Bowen’s Reaction Series and the Composition of Igneous Rocks
Recall that ice freezes at a specific temperature, whereas basaltic magma crystallizes over a range of at least 200°C of cooling (about 1200° to 1000°C). In a laboratory setting, Bowen and his coworkers demonstrated that as a basaltic magma cools, minerals tend to crystallize in a systematic fashion, based on their melting temperatures.
As shown in Figure 1, the first mineral to crystallize is the ferromagnesian mineral olivine. Further cooling generates calcium-rich plagioclase feldspar as well as pyroxene, and so forth down the diagram.
During this crystallization process, the composition of the remaining liquid portion of the magma also continually changes. For example, at the stage when about one-third of the it has solidified, the remaining molten material will be nearly depleted in iron, magnesium, and calcium because these elements are major constituents of the minerals that form earliest in the process.
The absence of these elements causes the melt to become enriched in sodium and potassium. Further, because the original basaltic magma contained about 50 percent silica (SiO2), the crystallization of the earliest formed mineral, olivine, which is only about 40 percent silica, leaves the remaining melt richer in SiO2. Thus, the silica component of the remaining melt becomes enriched as the magma evolves.
Bowen also demonstrated that if the solid components in a magma remain in contact with the remaining melt, they will chemically react and change mineralogy (chemical composition), as shown in Figure 1. For this reason, this order of mineral formation became known as Bowen’s reaction series. However, in nature, the earliest-formed minerals can separate from the melt, thus halting any further chemical reaction.
The diagram of Bowen’s reaction series in Figure 1 depicts the sequence in which minerals crystallize from magma of basaltic composition under laboratory conditions.
Evidence that this highly idealized crystallization model approximates what can happen in nature comes from the analysis of igneous rocks. In particular, scientists know that minerals that form in the same general temperature regime depicted in Bowen’s reaction series are found together in the same igneous rocks. For example, notice in Figure 1 that the minerals quartz, potassium feldspar, and muscovite, which are located in the same region of Bowen’s diagram, are typically found together as major constituents of the intrusive igneous rock granite.
Magmatic Differentiation and Crystal Settling
Bowen demonstrated that minerals crystallize from magma in a systematic fashion. But how do Bowen’s findings account for the great diversity of igneous rocks? It has been shown that at one or more stages during the crystallization, separation of various components can occur. One mechanism that causes this to happen is called crystal settling.
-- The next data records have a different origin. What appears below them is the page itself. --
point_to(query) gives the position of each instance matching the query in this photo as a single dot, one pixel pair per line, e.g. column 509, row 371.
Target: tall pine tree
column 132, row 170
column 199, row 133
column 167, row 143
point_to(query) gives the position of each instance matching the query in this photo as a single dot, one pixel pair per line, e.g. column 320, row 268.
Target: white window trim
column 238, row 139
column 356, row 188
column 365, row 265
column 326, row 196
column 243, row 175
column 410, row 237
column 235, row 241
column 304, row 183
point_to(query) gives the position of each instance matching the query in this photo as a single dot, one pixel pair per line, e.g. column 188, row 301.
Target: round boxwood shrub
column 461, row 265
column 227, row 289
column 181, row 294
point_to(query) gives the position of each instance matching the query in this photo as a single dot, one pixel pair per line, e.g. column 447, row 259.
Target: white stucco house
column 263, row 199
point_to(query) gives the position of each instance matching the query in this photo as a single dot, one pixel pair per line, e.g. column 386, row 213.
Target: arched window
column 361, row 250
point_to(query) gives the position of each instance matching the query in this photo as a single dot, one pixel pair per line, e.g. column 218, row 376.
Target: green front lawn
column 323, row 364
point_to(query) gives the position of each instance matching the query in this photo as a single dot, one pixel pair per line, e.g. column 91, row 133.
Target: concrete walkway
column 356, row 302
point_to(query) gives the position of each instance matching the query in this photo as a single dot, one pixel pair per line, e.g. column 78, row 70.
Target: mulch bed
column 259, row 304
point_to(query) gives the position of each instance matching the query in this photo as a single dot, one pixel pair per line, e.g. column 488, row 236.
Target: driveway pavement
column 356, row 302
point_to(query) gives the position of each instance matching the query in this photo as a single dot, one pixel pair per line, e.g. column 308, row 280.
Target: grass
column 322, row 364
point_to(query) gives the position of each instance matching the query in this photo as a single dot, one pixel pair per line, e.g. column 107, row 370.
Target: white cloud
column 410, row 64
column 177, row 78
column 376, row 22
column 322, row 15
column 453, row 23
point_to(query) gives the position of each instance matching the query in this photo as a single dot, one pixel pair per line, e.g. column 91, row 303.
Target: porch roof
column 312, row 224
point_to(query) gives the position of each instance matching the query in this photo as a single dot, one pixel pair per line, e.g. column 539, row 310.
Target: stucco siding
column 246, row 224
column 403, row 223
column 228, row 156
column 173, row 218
This process occurs when the earlier-formed minerals are denser (heavier) than the liquid portion and sink toward the bottom of the chamber, as shown in Figure 2. When the remaining melt solidifies—either in place or in another location, if it migrates into fractures in the surrounding rock —it will form a rock with a mineral composition that is different than the parent magma. The formation of a body having mineralogy or chemical composition that is different from the parent magma is called differentiation.
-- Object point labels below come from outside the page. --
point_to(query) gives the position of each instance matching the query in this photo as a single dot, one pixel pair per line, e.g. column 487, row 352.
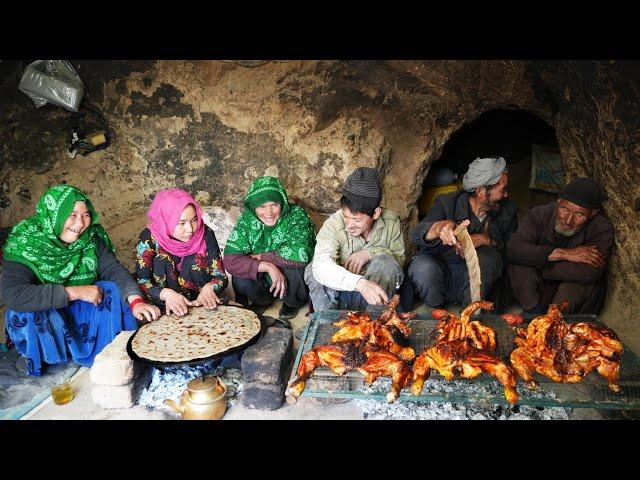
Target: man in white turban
column 438, row 271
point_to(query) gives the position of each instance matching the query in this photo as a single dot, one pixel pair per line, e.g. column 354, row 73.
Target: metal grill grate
column 592, row 392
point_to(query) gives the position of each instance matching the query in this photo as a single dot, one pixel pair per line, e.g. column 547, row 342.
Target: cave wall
column 211, row 127
column 598, row 122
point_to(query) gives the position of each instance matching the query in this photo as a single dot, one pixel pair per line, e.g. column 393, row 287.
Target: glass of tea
column 62, row 393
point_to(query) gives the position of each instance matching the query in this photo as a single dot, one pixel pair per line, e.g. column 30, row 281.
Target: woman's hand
column 175, row 302
column 207, row 298
column 278, row 280
column 145, row 311
column 87, row 293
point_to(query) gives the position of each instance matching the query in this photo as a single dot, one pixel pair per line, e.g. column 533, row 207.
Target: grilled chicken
column 463, row 347
column 566, row 353
column 460, row 356
column 340, row 358
column 388, row 331
column 383, row 363
column 375, row 347
column 450, row 327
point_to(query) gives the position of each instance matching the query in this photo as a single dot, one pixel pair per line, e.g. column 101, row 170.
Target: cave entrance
column 527, row 143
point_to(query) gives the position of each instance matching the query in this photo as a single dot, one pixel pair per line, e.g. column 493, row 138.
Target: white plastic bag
column 54, row 81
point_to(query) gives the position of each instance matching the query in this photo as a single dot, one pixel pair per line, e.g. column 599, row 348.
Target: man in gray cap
column 359, row 250
column 560, row 252
column 438, row 271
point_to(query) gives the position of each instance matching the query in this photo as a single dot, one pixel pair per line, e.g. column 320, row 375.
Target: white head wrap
column 483, row 172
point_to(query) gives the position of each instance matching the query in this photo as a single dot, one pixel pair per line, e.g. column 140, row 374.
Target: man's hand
column 278, row 280
column 356, row 262
column 372, row 292
column 480, row 240
column 208, row 298
column 583, row 254
column 144, row 311
column 175, row 302
column 87, row 293
column 443, row 230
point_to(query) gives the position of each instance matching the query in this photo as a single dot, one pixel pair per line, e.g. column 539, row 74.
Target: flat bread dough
column 471, row 258
column 199, row 334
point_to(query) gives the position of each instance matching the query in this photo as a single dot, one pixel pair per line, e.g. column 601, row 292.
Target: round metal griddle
column 196, row 361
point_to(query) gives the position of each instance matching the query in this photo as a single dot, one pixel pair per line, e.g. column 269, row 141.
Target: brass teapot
column 204, row 399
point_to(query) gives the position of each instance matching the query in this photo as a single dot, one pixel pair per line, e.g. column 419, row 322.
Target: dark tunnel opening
column 527, row 143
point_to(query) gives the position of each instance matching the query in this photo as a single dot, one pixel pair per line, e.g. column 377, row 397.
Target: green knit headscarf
column 293, row 235
column 35, row 241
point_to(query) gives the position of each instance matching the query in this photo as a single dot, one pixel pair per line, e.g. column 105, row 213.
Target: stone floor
column 83, row 407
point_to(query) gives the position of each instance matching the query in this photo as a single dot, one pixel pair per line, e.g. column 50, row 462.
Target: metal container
column 204, row 399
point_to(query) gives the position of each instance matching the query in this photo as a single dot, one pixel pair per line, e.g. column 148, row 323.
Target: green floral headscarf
column 292, row 237
column 34, row 242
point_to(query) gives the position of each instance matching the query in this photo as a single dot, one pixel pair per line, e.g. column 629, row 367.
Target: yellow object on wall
column 429, row 196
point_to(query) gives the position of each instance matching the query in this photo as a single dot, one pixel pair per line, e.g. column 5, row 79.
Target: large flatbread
column 471, row 258
column 199, row 334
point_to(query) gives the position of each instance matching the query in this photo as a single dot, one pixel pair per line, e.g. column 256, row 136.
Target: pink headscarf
column 164, row 214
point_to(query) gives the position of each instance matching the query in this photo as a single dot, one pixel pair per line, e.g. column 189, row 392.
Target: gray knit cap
column 483, row 172
column 363, row 187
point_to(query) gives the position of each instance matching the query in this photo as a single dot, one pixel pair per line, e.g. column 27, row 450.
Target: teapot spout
column 174, row 406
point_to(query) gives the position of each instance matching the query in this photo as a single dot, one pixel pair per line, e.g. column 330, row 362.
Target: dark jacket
column 536, row 239
column 455, row 206
column 22, row 291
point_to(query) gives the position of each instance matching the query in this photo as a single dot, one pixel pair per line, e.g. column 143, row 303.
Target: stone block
column 263, row 396
column 120, row 396
column 269, row 359
column 221, row 220
column 113, row 366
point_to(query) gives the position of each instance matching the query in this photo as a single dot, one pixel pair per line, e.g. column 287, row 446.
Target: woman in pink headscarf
column 179, row 262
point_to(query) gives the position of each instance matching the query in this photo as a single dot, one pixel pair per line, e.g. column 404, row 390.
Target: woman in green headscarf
column 64, row 289
column 269, row 248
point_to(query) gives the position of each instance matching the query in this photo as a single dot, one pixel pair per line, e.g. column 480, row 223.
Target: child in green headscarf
column 269, row 248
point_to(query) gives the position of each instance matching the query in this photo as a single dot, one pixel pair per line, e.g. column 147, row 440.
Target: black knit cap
column 584, row 192
column 363, row 187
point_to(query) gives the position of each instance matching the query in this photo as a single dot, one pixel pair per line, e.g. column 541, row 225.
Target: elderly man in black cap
column 438, row 271
column 560, row 252
column 359, row 250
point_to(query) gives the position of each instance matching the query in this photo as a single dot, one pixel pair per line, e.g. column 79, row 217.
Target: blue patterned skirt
column 80, row 331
A classic example of magmatic differentiation is found in the Palisades Sill, which is a 300-meter-thick (1000-foot-thick) slab of dark igneous rock exposed along the west bank of the lower Hudson River across from New York City (Figure 3). Because of its great thickness and subsequent slow rate of solidification, crystals of olivine (the first mineral to form) sank and makeup about 25 percent of the lower portion of the Palisades Sill.
By contrast, near the top of this igneous body, where the last melt crystallized, olivine represents only 1 percent of the rock mass.
Assimilation and Mixing
Bowen successfully demonstrated that through magmatic differentiation, a single parent magma can generate several mineralogically different igneous rocks. However, more recent work indicates that differentiation involving crystal settling cannot, by itself, account for the entire compositional spectrum of igneous rocks.
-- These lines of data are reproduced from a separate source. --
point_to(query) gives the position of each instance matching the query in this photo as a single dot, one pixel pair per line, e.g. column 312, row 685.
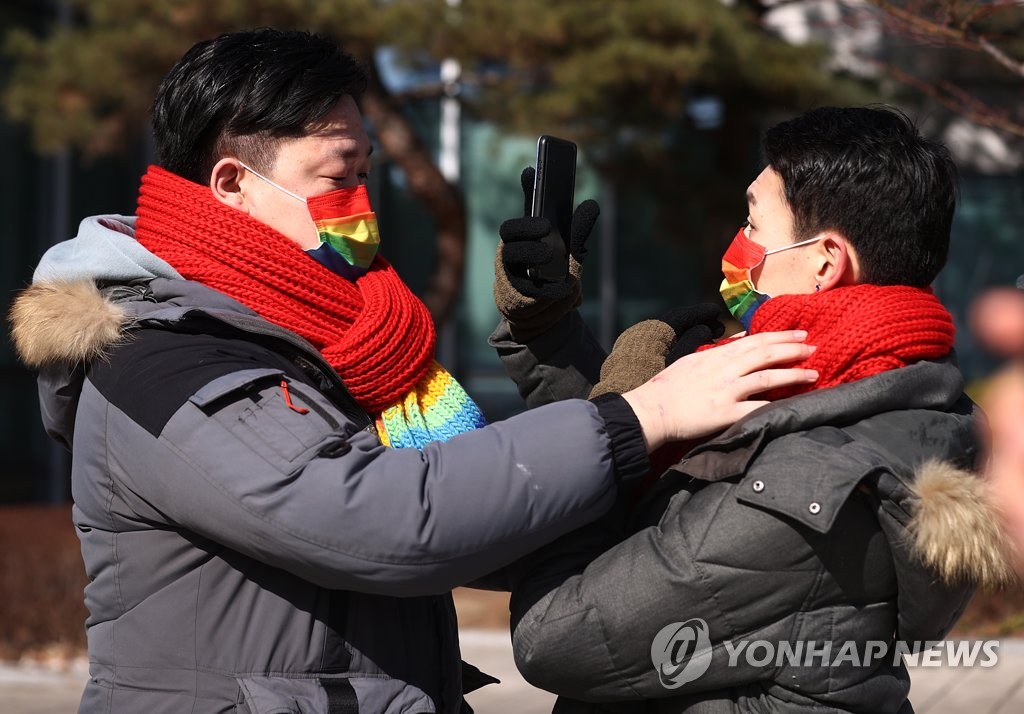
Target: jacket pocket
column 281, row 696
column 273, row 416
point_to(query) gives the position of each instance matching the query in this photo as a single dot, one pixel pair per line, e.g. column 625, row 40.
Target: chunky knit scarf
column 859, row 330
column 375, row 332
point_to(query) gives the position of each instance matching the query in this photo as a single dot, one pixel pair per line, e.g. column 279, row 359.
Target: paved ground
column 997, row 689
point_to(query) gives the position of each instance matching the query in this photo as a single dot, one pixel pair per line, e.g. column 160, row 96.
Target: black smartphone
column 554, row 184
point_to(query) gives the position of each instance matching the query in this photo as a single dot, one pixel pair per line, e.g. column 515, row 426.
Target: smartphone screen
column 553, row 194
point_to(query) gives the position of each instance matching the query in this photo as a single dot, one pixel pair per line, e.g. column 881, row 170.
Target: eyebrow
column 348, row 154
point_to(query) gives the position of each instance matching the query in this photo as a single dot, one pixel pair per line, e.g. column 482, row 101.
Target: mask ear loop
column 779, row 250
column 275, row 185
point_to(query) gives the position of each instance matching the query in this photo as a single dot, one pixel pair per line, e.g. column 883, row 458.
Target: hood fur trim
column 957, row 530
column 64, row 323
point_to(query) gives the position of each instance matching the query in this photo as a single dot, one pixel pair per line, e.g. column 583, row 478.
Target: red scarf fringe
column 376, row 333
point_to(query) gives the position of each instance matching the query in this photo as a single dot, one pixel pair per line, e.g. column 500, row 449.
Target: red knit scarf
column 859, row 331
column 376, row 333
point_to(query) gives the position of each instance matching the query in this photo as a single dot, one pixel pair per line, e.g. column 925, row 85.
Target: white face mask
column 344, row 220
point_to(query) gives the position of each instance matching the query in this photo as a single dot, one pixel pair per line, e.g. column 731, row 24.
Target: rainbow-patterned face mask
column 344, row 220
column 737, row 289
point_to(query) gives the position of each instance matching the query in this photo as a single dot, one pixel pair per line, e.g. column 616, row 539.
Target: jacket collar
column 932, row 385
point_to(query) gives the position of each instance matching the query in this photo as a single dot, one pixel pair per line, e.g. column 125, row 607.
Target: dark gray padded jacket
column 248, row 557
column 842, row 517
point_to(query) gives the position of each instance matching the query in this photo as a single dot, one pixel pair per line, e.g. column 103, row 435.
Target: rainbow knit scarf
column 374, row 332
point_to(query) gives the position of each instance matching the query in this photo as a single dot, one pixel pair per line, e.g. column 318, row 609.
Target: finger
column 540, row 290
column 688, row 342
column 681, row 318
column 525, row 228
column 763, row 380
column 526, row 181
column 527, row 254
column 584, row 219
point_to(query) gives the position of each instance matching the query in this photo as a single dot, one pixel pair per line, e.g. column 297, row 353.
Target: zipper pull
column 288, row 399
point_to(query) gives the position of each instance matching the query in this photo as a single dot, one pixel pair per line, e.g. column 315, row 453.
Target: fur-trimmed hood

Once a body forms, the incorporation of foreign material can also change its composition. For example, in near-surface environments where rocks are brittle, the magma pushing upward can cause numerous fractures in the overlying rock. The force of the injected magma is often sufficient to dislodge and incorporate the surrounding host rock (Figure 4).
Melting of these blocks, a process called assimilation changes the overall chemical composition of the body.
Another means by which the composition can be altered is called magma mixing.
I may occur during the ascent of two chemically distinct bodies as the more buoyant mass overtakes the more slowly rising body (Figure 5). Once they are joined, convective flow stirs the two magmas, generating a single mass that has an intermediate composition.